The double-labeling study with GFP revealed that basically almost all of the CR-positive cells were positive for GFP (122 of 131). The intensity of the GFP fluorescence emitted from their small somata varied from moderate to very low (Fig. 8D). The proportion of CR-positive cells among GFP-positive cells was 6.5 ± 4.0% (5 of 89) in layer I, 22.8 ± 1.0% (72 of 341) in layer II–III, 5.2 ± 2.3% (9 of 163) in layer V, and 12.5 ± 5.4% (45 of 358) in layer VI plus white matter. Overall, the proportion of CR-positive cells among GFP-positive cells was 13.9 ± 1.6% (131 of 951) in the neocortex. All the PV-positive cells were positive for GFP (397 of 397). The level of GFP fluorescence emitted from their large somata varied from high to moderate (Fig. 8G). The proportion of PV-positive cells among GFP-positive cells was 0% (0 of 65) in layer I, 44.3 ± 4.7% (198 of 443) in layer II–III, 44.5 ± 6.4% (63 of 146) in layer V, and 41.8 ± 11.3% (136 of 331) in layer VI plus white matter. Overall, the proportion of PV-positive cells among GFP-positive cells was 40.1 ± 7.5% (397 of 985) in the neocortex. Basically almost all of the SS-positive cells were also positive for GFP (187 of 198). The intensity of the GFP fluorescence emitted from their medium somata varied from high to very low (Fig. 8J). The proportion of SS-positive cells among GFP-positive cells was 0% (0 of 52) in layer I, 17.7 ± 3.5% (68 of 381) in layer II–III, 31.4 ± 4.7% (44 of 141) in layer V, and 31.6 ± 5.7% (86 of 275) in layer VI plus white matter. Overall, the proportion of SS-positive cells among GFP-positive cells was 23.4 ± 3.2% (198 of 849) in the neocortex. The proportions identified by colocalization of GFP with CR, PV, and SS in layers were shown in Table 2.

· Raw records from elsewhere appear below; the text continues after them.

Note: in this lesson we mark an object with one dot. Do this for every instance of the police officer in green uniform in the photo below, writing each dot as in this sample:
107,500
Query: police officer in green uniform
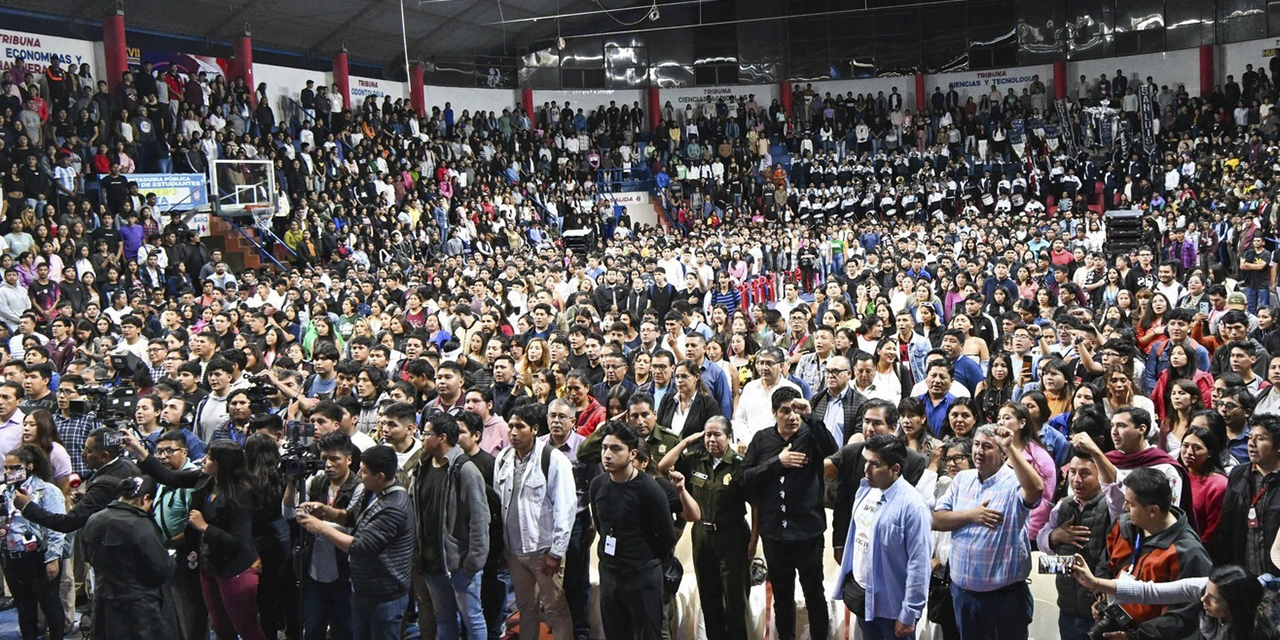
643,417
723,543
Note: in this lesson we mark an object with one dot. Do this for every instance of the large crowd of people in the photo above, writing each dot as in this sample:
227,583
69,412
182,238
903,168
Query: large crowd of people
437,414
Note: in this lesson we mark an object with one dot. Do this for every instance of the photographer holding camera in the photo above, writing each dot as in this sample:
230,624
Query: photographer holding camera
1151,542
324,570
103,451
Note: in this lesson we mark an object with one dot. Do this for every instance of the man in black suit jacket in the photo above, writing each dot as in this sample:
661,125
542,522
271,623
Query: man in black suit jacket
846,466
103,489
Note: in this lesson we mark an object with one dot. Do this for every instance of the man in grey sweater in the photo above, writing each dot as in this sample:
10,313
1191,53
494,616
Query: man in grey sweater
378,536
453,529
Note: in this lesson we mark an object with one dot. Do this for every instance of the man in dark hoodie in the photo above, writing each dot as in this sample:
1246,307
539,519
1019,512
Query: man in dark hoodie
1153,542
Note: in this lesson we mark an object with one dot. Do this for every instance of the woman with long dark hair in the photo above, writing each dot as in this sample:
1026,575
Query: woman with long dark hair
1201,455
132,570
222,516
33,561
691,406
997,388
277,597
39,429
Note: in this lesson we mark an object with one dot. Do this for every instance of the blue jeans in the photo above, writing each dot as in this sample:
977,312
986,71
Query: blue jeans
325,606
453,595
1000,615
1073,627
877,629
371,620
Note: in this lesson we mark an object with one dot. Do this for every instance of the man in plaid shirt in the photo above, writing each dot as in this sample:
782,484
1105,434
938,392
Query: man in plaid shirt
73,428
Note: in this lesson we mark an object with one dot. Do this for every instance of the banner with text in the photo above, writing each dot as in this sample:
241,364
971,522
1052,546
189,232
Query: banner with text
37,50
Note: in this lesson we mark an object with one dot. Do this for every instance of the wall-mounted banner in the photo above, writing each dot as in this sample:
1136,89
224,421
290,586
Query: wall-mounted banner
174,191
37,50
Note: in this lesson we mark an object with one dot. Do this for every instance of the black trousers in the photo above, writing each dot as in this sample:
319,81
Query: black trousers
33,592
631,603
786,558
722,570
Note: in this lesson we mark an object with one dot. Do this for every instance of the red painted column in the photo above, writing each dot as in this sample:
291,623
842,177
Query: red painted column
654,108
416,94
1207,69
342,78
1060,78
114,48
242,54
919,94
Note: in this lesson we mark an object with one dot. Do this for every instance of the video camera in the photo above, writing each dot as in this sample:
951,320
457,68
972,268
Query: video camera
301,457
112,406
260,393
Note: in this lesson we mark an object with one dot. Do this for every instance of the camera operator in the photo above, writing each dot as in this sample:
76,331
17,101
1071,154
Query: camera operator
172,510
103,449
325,574
73,421
238,412
132,568
1153,542
174,417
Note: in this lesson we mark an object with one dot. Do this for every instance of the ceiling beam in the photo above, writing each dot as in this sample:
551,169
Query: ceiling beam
369,7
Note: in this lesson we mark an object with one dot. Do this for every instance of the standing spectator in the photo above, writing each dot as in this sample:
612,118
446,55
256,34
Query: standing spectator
535,484
33,553
380,544
631,515
1251,508
784,470
1078,525
885,570
987,512
453,530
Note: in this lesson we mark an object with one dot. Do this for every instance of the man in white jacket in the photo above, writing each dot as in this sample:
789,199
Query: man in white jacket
13,300
539,502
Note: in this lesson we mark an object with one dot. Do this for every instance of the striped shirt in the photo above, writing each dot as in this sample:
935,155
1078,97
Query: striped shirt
984,558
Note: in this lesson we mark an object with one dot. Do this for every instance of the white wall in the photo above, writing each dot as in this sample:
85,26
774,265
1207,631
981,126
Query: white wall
471,99
1230,59
905,85
976,83
361,87
1170,68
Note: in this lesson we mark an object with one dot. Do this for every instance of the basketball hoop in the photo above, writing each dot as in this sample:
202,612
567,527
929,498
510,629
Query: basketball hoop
261,215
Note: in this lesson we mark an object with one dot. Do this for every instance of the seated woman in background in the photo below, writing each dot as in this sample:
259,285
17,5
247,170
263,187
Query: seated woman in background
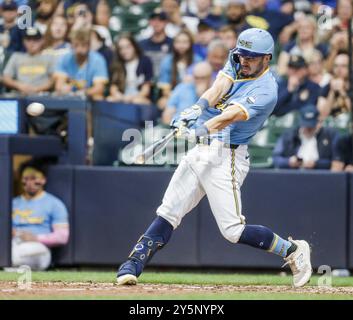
55,38
304,45
131,73
174,65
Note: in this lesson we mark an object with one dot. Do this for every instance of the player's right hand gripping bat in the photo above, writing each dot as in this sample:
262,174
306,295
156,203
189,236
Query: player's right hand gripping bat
156,147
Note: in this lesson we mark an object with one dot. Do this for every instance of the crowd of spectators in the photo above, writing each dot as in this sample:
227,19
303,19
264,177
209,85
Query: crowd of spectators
70,49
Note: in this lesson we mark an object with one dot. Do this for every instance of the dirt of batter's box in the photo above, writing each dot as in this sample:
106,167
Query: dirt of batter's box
10,290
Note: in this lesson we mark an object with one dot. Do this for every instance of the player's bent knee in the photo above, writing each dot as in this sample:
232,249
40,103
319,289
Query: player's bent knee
233,233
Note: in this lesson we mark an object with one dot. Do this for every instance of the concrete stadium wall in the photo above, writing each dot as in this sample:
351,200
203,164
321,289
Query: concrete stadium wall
111,207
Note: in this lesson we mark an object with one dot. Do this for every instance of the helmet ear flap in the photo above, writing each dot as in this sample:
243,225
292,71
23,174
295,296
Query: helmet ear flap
235,57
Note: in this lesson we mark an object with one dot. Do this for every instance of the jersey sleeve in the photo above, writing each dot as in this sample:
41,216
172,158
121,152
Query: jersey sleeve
59,214
256,102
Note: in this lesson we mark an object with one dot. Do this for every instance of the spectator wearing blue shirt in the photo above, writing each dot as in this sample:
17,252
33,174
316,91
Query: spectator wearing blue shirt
235,15
206,33
131,74
205,14
11,36
159,44
217,54
186,94
304,45
309,146
174,66
39,220
296,91
81,71
273,21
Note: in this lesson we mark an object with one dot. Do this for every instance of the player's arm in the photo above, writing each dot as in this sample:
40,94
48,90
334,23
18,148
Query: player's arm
231,114
209,98
220,87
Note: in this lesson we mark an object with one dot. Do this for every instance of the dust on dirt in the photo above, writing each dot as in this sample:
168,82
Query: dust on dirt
11,290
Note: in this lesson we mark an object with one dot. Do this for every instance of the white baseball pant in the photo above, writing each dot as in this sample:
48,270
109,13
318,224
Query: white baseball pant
213,170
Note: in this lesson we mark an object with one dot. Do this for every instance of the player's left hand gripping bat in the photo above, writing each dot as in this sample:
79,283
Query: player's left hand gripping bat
155,148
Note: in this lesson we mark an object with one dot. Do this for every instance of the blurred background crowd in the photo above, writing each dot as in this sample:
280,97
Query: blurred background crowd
167,53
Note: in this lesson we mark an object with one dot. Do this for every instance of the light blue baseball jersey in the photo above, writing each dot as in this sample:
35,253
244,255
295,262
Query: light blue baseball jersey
256,96
38,215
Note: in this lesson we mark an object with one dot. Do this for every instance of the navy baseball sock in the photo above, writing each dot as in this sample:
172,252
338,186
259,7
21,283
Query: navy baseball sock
155,237
263,238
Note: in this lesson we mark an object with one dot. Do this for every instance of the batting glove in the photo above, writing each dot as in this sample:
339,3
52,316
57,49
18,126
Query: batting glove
192,134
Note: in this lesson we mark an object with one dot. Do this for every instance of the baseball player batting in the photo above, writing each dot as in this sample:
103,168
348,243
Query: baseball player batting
223,121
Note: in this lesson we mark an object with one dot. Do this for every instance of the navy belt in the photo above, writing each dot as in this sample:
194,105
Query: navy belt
208,141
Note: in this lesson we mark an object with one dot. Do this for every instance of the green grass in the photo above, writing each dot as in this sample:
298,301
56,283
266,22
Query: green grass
191,278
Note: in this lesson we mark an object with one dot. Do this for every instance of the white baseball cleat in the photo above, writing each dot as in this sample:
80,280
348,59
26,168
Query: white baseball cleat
299,263
127,279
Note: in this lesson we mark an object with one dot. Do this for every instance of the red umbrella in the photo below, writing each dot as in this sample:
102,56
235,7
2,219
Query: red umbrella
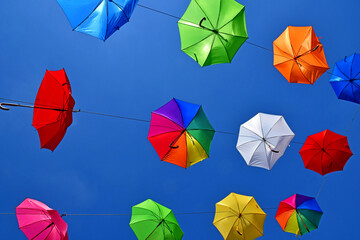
53,108
39,222
325,152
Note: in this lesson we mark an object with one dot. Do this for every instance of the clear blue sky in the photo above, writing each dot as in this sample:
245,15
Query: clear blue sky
106,165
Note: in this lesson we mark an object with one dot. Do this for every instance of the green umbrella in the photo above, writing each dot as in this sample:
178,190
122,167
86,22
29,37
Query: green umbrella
152,221
212,31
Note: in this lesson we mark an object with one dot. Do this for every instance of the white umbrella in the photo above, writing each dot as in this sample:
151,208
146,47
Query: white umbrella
264,139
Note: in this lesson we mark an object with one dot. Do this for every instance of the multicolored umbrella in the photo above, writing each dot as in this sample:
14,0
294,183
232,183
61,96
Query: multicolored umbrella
325,152
181,133
39,222
152,221
212,31
98,18
53,108
345,78
299,55
263,140
239,217
299,214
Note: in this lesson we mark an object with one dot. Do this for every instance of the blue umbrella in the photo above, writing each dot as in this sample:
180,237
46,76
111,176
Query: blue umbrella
345,79
98,18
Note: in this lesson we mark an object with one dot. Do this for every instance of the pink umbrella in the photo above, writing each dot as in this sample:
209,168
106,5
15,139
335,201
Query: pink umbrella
39,222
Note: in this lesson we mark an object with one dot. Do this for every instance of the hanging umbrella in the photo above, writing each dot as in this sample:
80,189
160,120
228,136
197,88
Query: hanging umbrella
239,217
212,31
299,214
39,222
325,152
299,55
152,221
98,18
181,133
53,108
345,78
264,139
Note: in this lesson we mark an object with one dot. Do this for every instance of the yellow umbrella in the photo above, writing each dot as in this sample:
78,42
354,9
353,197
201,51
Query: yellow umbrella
239,217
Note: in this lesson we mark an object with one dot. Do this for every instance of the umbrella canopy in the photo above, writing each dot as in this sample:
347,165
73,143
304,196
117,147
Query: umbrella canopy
39,222
299,214
325,152
239,217
345,79
299,55
212,31
181,133
98,18
53,108
264,139
152,221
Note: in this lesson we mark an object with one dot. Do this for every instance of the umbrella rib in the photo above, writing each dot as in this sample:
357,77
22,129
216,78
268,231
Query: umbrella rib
341,138
256,140
273,127
204,13
252,132
305,35
227,54
290,57
89,15
211,34
51,224
128,19
167,118
52,228
212,44
253,225
297,64
342,91
308,218
147,210
233,35
243,9
44,220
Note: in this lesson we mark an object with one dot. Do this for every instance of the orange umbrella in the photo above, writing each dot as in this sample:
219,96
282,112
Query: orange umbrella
299,55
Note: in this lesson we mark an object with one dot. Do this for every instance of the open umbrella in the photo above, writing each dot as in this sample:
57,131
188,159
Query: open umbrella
212,31
181,133
53,108
299,214
239,217
98,18
299,55
39,222
264,139
152,221
345,78
325,152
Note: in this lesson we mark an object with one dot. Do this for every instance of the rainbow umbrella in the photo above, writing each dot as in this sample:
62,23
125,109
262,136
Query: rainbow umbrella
181,133
299,214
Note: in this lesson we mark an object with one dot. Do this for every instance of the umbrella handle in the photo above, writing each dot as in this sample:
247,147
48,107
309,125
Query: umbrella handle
4,108
237,230
200,24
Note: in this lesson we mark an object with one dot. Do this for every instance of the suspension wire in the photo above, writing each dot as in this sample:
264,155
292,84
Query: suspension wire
120,214
161,12
321,187
230,133
114,116
352,120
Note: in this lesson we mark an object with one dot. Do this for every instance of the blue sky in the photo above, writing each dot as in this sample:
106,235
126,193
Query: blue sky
106,165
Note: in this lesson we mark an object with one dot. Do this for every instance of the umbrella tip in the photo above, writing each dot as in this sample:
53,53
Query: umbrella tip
4,108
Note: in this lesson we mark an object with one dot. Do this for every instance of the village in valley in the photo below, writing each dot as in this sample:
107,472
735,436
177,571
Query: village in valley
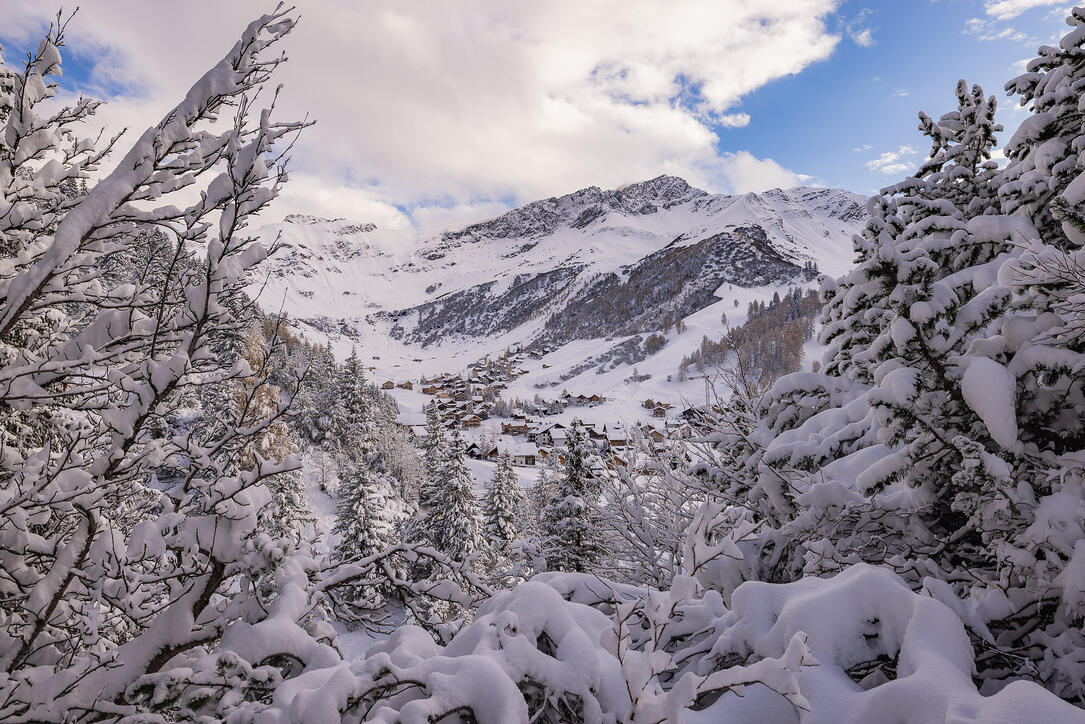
533,431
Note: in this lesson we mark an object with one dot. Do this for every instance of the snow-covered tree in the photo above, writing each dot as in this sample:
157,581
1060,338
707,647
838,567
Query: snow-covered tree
944,435
100,567
503,508
571,521
452,517
362,521
353,417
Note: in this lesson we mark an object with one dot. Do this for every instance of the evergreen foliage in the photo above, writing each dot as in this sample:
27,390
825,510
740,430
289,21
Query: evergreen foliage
571,521
505,507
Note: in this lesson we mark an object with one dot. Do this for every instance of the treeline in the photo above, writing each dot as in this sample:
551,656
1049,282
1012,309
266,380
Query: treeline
768,344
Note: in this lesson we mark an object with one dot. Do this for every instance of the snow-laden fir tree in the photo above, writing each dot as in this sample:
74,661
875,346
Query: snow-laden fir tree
434,459
945,436
503,508
571,521
362,517
452,519
353,422
540,493
96,579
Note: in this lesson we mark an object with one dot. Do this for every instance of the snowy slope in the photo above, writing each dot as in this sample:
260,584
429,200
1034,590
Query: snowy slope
565,272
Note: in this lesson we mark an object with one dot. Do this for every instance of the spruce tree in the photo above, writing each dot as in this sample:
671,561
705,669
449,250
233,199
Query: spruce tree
353,415
505,507
362,522
571,522
452,518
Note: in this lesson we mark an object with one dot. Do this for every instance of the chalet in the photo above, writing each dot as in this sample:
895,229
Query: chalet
615,461
615,436
482,451
546,435
551,455
595,433
524,456
517,427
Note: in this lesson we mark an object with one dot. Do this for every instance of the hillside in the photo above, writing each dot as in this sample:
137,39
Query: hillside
604,265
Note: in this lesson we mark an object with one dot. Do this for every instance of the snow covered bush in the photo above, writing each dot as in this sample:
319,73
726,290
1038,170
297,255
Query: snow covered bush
944,436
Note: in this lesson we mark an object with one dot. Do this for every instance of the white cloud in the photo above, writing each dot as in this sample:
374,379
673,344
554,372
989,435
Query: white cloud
858,28
864,38
734,119
1005,10
984,29
742,173
467,104
892,162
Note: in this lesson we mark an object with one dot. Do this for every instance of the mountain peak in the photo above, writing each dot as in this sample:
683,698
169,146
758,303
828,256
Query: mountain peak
582,207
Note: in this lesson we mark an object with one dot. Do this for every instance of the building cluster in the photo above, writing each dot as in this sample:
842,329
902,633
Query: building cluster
467,401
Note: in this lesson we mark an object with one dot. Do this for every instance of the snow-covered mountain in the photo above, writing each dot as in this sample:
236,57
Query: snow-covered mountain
592,264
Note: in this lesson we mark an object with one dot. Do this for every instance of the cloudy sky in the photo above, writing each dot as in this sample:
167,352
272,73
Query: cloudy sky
435,113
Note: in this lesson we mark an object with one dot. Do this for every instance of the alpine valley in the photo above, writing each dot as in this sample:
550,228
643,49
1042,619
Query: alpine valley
581,279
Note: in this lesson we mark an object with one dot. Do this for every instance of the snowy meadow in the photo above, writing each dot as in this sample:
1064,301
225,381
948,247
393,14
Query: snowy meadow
205,516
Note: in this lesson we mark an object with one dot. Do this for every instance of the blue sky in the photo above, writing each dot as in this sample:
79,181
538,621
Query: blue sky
868,98
434,114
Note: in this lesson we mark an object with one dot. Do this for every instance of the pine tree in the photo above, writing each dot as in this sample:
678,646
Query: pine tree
364,525
505,507
362,518
353,417
434,459
452,518
571,521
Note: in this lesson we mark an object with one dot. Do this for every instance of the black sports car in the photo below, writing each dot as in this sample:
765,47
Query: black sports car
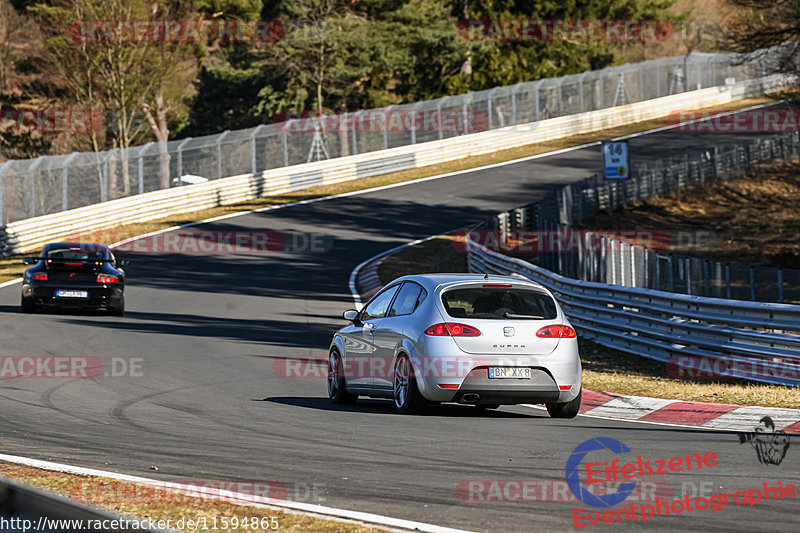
74,275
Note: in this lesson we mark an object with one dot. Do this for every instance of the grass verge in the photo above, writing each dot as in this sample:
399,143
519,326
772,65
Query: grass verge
122,498
604,368
11,267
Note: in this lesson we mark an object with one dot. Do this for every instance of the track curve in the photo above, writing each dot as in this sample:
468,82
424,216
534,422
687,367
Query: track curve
207,330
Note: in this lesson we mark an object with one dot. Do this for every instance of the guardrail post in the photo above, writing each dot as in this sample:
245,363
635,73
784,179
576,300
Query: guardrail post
2,169
728,281
106,177
386,116
180,159
219,152
438,116
671,273
489,108
687,266
32,185
514,90
658,82
64,178
414,122
641,83
559,93
286,143
141,165
253,148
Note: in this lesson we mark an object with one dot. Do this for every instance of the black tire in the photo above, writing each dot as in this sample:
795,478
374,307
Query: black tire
337,386
407,398
565,409
118,310
27,305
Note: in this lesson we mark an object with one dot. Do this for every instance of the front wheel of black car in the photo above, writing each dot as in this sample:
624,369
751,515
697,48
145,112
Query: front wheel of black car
565,409
117,310
337,387
407,398
27,305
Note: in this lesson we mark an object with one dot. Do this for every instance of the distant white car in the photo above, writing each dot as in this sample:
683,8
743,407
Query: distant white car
188,179
465,338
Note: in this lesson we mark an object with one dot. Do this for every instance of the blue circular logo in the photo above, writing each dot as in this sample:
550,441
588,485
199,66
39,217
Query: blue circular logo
574,483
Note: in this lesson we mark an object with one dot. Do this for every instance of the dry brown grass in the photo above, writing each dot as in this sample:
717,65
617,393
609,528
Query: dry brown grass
754,220
604,368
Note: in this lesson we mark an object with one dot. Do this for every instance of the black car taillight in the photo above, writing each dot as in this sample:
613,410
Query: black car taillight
453,329
556,331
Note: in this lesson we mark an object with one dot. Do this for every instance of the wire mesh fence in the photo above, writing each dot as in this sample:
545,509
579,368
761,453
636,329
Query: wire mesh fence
50,184
639,258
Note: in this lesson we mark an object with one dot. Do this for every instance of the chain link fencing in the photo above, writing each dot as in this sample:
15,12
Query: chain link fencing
610,258
50,184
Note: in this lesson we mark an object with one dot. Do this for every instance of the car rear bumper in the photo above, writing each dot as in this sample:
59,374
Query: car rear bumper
100,297
555,377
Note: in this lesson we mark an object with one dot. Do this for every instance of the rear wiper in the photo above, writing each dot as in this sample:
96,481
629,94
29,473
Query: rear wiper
512,315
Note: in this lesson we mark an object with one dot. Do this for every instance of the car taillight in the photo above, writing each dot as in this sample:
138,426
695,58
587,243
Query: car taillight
556,331
453,329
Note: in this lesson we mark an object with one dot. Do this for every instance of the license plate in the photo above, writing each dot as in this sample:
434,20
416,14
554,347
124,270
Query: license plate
69,293
509,372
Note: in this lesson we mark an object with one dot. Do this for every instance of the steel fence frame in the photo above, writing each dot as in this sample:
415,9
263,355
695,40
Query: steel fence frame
51,184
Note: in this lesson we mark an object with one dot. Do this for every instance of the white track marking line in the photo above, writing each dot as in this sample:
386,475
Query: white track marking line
747,418
630,407
240,498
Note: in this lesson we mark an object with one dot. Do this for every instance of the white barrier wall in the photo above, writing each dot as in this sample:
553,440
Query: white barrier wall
29,234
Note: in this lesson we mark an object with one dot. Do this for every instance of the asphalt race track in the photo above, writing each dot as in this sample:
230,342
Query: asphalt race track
208,399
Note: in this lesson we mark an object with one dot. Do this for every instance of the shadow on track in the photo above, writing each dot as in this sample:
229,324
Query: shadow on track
387,407
258,330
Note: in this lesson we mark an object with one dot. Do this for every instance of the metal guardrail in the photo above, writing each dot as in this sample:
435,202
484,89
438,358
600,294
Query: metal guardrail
50,184
592,256
749,340
28,234
25,508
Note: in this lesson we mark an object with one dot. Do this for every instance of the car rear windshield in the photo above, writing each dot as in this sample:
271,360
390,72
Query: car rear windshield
80,253
499,303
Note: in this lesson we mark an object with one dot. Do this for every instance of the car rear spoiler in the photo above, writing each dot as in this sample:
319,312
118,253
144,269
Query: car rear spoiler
32,260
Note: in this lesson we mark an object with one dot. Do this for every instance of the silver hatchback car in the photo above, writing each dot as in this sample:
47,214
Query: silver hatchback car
465,338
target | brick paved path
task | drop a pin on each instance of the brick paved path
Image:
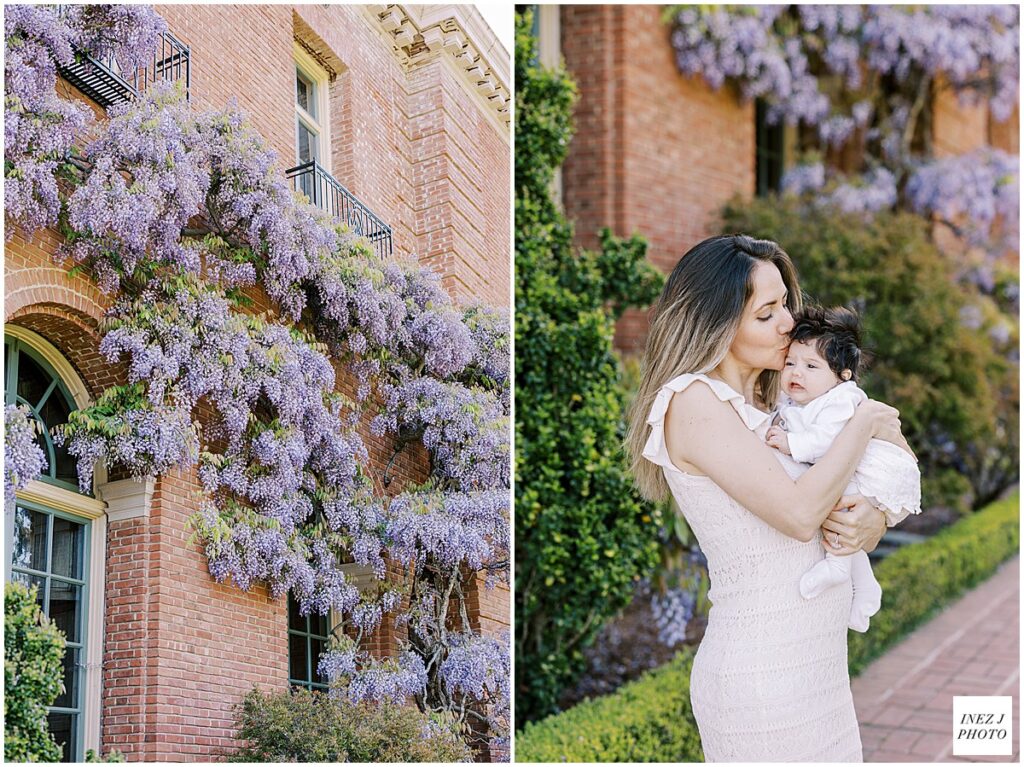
(904, 699)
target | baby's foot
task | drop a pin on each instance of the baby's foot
(866, 596)
(829, 571)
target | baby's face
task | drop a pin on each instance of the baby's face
(806, 375)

Table 2. GABAergic Neuron Subtypes1
| ||Layer I (%)|| ||Layer II-III (%)|| ||Layer V (%)|| ||Layer VI-WM (%)|| |
|Calretinin||6.5 ± 4.0||(5/89)||22.8 ± 1.0||(72/341)||5.2 ± 2.3||(9/163)||12.5 ± 5.4||(45/358)|
|Parvalbumin||0||(0/65)||44.3 ± 4.7||(198/443)||44.5 ± 6.4||(63/146)||41.8 ± 11.3||(136/331)|
|Somatostatin||0||(0/52)||17.7 ± 3.5||(68/381)||31.4 ± 4.7||(44/141)||31.6 ± 5.7||(86/275)|
|Total||6.5|| ||84.8|| ||81.1|| ||85.9|| |
Thus, the major three subtypes of GABAergic neurons accounted for 6.5% of the GFP-positive cells in layer I, 84.8% in layer II–III, 81.1% in layer V, and 85.9% in layer VI plus white matter. Overall, the major three subtypes of GABAergic neurons accounted for 77.4% of the GFP-positive cells in the neocortex. Unidentified GFP-positive cells accounted for 22.6% of the GFP-positive cells, most notably for 93.5% of the GFP-positive cells in layer I. In accord with unidentified GFP-positive cells, which were GAD67-positive as revealed by in situ hybridization (Fig. 7I), many medium spherical somata emitting intense GFP fluorescence were observed in layer I (Fig. 8A–C).